The expression of immunoglobulin (Ig) genes is regulated at two levels: rearrangement of individual gene segments and transcription of continuous genes. To find transacting factors involved in mediating locus- and segment specific gene activation and expression, we surveyed a 3600-bp genomic region of the murine Ig heavy chain locus, spanning from the DQ52 element to the Ig heavy chain intron enhancer. We discovered nine, previously undescribed, protein-DNA complexes and estimated their individual binding-affinity preferences (Kr) by quantitative gel shift measurements. We observed one novel protein DNA interaction at the enhancer, two in the JH1 region and six within a 300-bp region immediately 5' to the DQ52 locus. The latter show a complex and specific binding pattern when comparing nuclear extracts derived from pre-B cells and fibroblasts. Further characterization of the interactions at the DQ52 locus by electron microscopy revealed the preferential formation of a protein complex binding to the DQ52 locus with pre B cell extracts. This behavior and the clustering of interaction sites 5' to the DQ52 element suggest that this region is involved in the regulation of heavy chain gene assembly.
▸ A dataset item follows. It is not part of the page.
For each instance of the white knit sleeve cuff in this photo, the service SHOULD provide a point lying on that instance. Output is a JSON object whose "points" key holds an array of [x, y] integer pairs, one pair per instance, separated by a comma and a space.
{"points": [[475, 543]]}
‘E‐Boxes’ as Promoter Elements in B Cell Lines and Untransformed B Lymphocytes

The penta-deca (pd) promoter element from the SP6 kappa promoter and the muE2 box from the Ig heavy chain intron enhancer were analysed in an electrophoretic mobility shift assay (EMSA), utilising cell extracts from total mouse splenic B cells before and after stimulation with lipopolysaccharide. With both probes a changed EMSA pattern was observed after stimulation of the cells, where higher molecular weight DNA/protein complexes became dominant. When the pd and muE2 sequence elements were cloned in front of a TATA box and analysed for their transcriptional promoting activity in lipopolysaccharide stimulated B cells, they were inactive. On the contrary, the same constructs were transcriptionally active in some but not all B cell lines. Thus, E-boxes display functional heterogeneity as transcriptional activators depending on host cell.